Scandal-rocked gun-maker Heckler & Koch has failed to win the contract to make the German military's standard assault rifle, ending a relationship with the Bundeswehr that has lasted 60 years.
H&K has been one of the German military's main suppliers since 1959, though a series of scandals and alleged problems with its G36's accuracy in high temperatures led the Defense Ministry to drop the assault rifle in 2015 and open bidding for a replacement.
Nevertheless, the Baden-Württemberg-based company was widely expected to win the deal to manufacture the G36's replacement, said to be worth some €250 million ($297 million) for 120,000 rifles.
Instead, the contract has been won by Thuringia-based Haenel Defence, whose rifle performed better in tests, according to German media reports. However, the company is co-owned by an Abu Dhabi-based company that is in turn owned by the EDGE Group, a United Arab Emirates state conglomerate.
Anti-arms activist Jürgen Grässlin told DW the decision was a "catastrophe from a human rights point-of-view."
"We thought that the German government wouldn't approve the deal if the contract went to a company where the owner is not only not in Europe, but in the United Arab Emirates," he said. "The UAE isn't a normal country by our criteria: It's in a crisis zone, and for years it has been involved in the Yemen war alongside Saudi Arabia."
Last year, H&K appointed a former Bundeswehr Inspector General, Harald Kujat, as head of its supervisory board, in an apparent attempt to use his contacts to the military to secure the contract. But Kujat resigned his post earlier this year when H&K was taken over by a French investor.
In a statement issued on Wednesday, H&K confirmed that neither of its two proposed weapons had been accepted by the government. "At the same time we are absolutely convinced of the quality of both the HK416 and the HK433," CEO Jens Bodo Koch said. "This quality was confirmed to us by the Bundeswehr during the competition." The HK416 rifle is currently being used by the US Marines, as well as the French and Norwegian militaries.

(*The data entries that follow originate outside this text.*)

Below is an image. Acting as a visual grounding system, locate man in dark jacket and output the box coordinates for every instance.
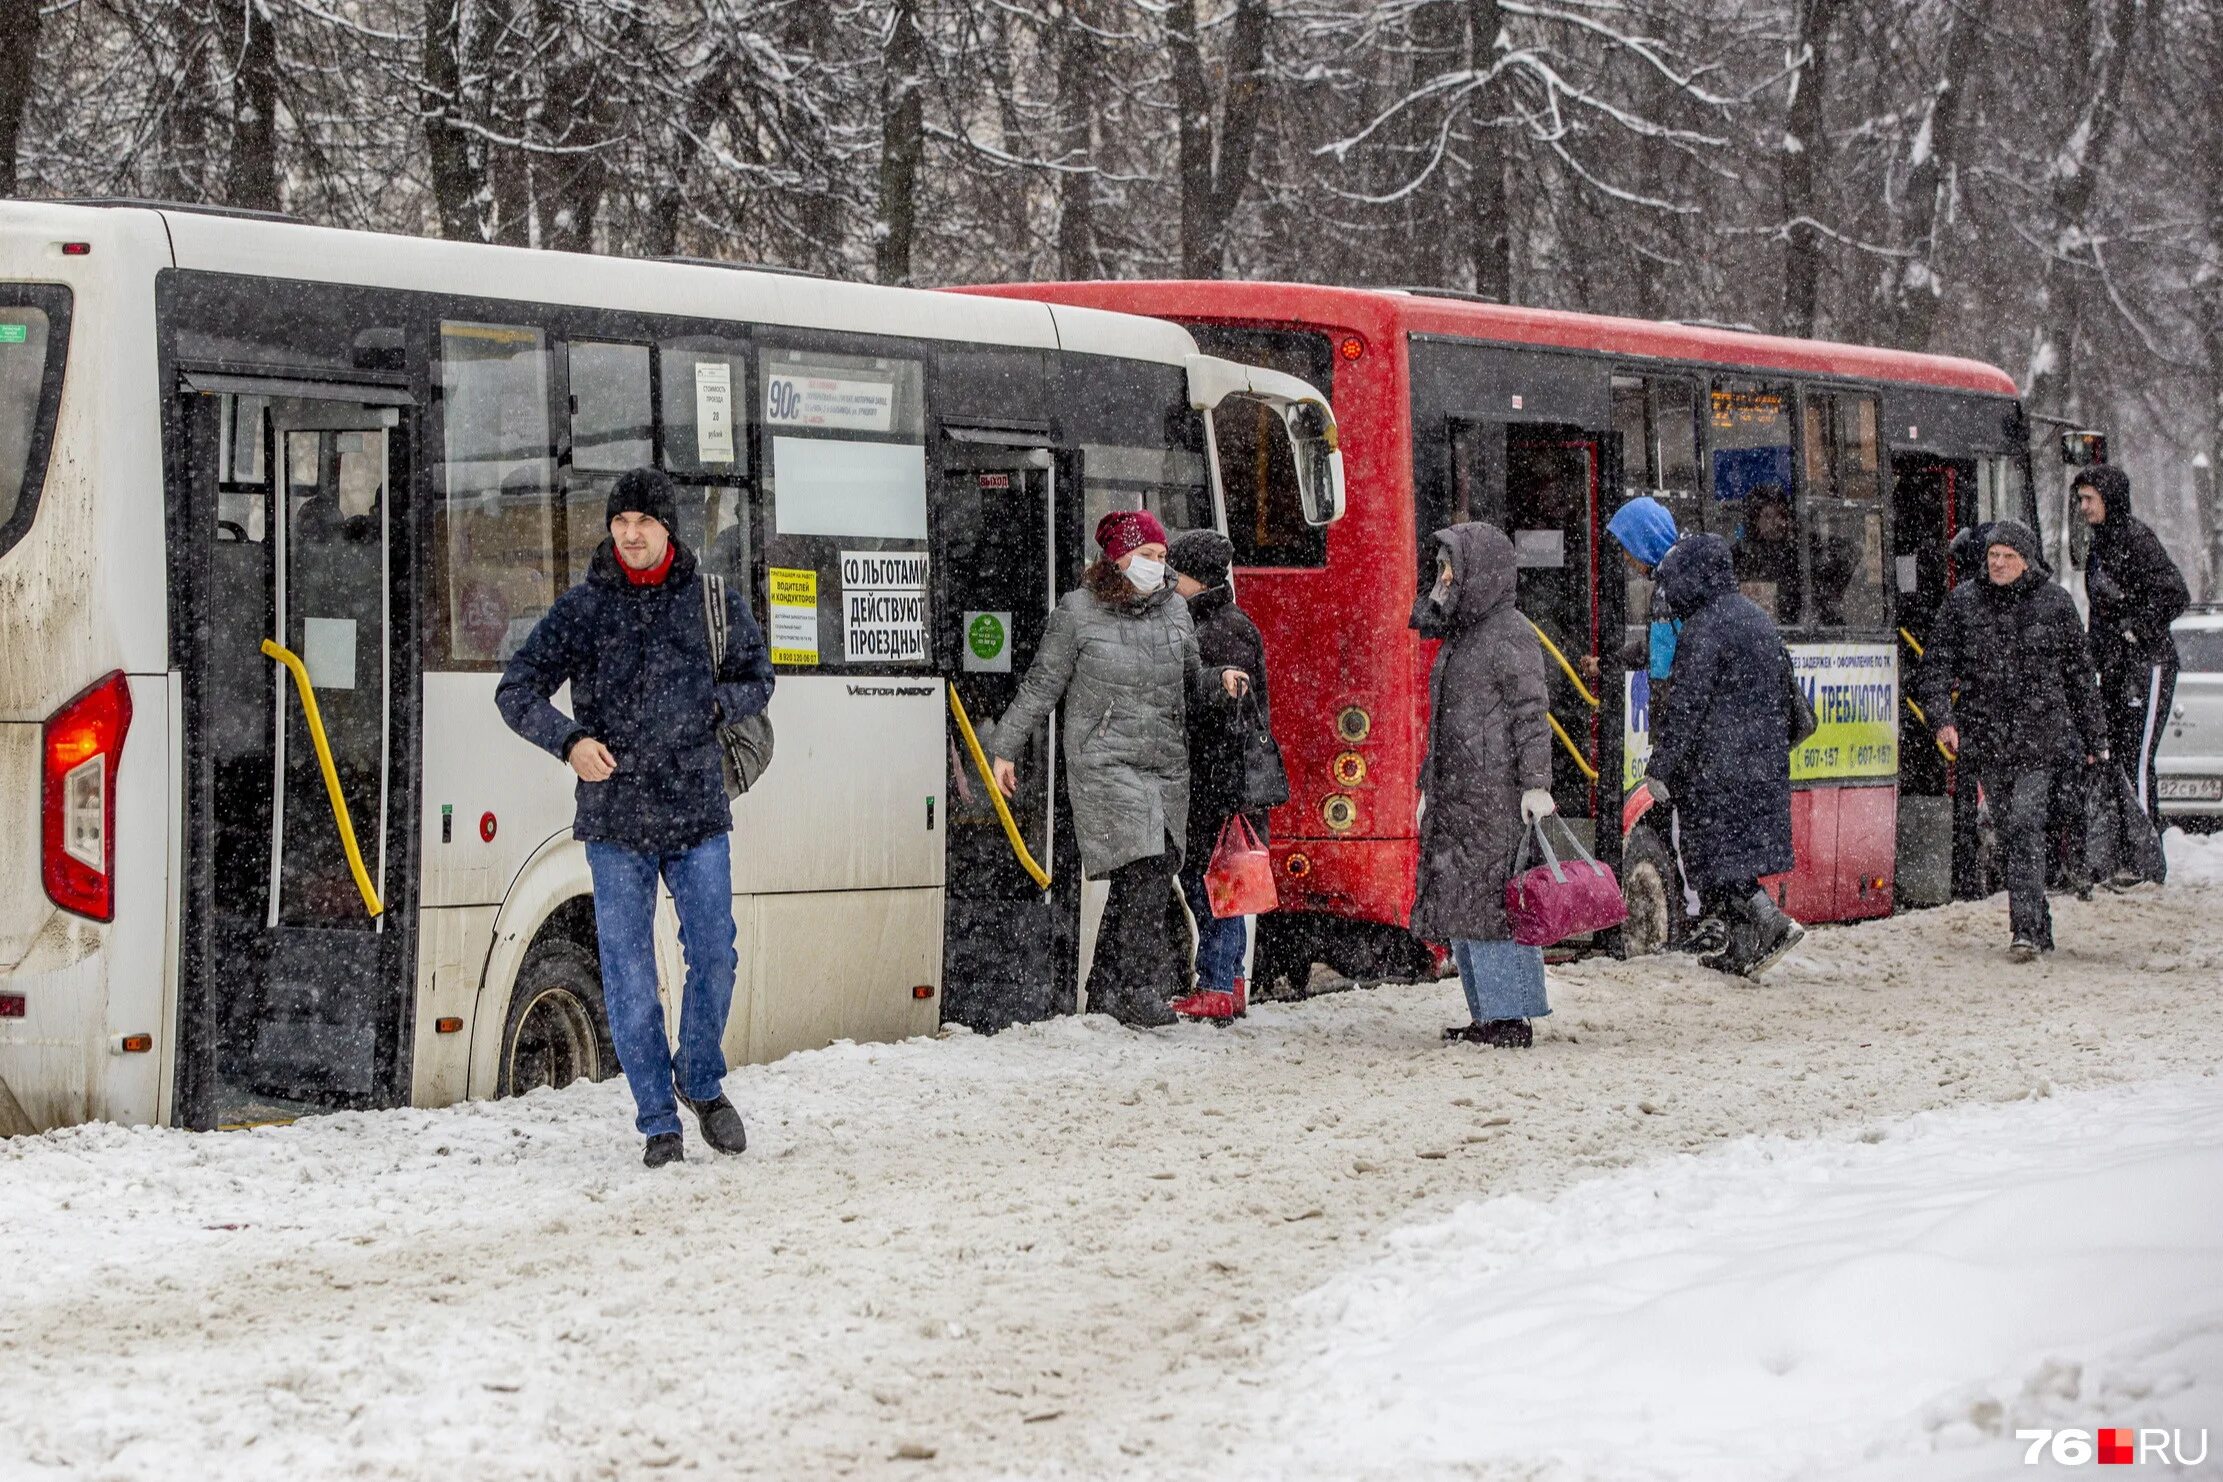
[1164,530,1271,1020]
[1637,535,1805,978]
[497,467,774,1167]
[2076,465,2188,840]
[1914,520,2106,960]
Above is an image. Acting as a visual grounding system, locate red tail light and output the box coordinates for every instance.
[42,671,133,922]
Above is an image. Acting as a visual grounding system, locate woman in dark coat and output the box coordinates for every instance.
[1639,534,1805,977]
[1408,522,1556,1048]
[989,509,1249,1027]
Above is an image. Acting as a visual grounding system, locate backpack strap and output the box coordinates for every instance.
[703,571,728,674]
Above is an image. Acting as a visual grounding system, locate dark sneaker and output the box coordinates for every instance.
[1477,1019,1534,1049]
[1683,916,1730,957]
[2009,936,2039,963]
[644,1132,685,1169]
[678,1090,748,1155]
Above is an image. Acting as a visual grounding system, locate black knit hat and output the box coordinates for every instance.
[1167,528,1235,589]
[1985,518,2044,567]
[607,466,678,534]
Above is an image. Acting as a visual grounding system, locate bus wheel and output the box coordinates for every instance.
[1618,826,1674,959]
[500,939,613,1096]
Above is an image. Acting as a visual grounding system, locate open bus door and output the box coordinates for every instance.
[170,376,421,1129]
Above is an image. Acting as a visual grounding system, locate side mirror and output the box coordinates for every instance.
[2059,429,2107,466]
[1282,398,1347,527]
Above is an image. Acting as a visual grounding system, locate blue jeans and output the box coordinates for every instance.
[1451,938,1550,1022]
[1177,851,1249,991]
[585,834,738,1138]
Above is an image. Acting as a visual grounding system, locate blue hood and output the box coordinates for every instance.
[1607,496,1679,568]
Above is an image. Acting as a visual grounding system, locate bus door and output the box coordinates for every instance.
[936,434,1081,1031]
[1891,453,1974,905]
[173,379,420,1128]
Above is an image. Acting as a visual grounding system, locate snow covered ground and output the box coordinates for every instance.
[6,872,2223,1481]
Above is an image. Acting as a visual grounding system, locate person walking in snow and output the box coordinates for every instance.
[1410,522,1555,1048]
[988,510,1251,1027]
[1634,534,1806,978]
[2075,465,2188,850]
[1165,529,1272,1021]
[1913,520,2107,961]
[497,467,773,1168]
[1582,494,1685,715]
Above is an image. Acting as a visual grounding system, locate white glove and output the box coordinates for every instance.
[1521,788,1556,824]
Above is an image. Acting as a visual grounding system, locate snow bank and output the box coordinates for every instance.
[2164,826,2223,885]
[1240,1077,2223,1481]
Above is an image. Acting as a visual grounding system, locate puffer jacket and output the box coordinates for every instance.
[989,582,1229,875]
[1408,522,1552,943]
[497,539,774,854]
[2080,465,2188,678]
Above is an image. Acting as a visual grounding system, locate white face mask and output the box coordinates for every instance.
[1124,555,1167,593]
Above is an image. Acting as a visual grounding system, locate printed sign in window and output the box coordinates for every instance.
[841,550,929,665]
[764,370,896,433]
[693,361,735,465]
[768,566,819,666]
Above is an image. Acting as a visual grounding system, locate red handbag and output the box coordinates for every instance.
[1504,816,1628,947]
[1205,815,1279,919]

H&K also insisted that none of the 950 jobs at its factory in Oberndorf were under threat because of the decision.
But the company remains in a financial hole: At its AGM at the end of August, H&K revealed it was still some €237 million in debt as of the end of the last year, though it was slowly clawing its way back to making a profit, having made €7.6 million in the first six months of this year. That is partly because its US business, where it sells rifles and handguns for the civilian market as well as to the military, is comparatively successful.
H&K has shifted its attention to the US market after a series of export scandals. Last year,former company managers were convicted of illegally selling weapons to Mexico, in violation of Germany's export controls.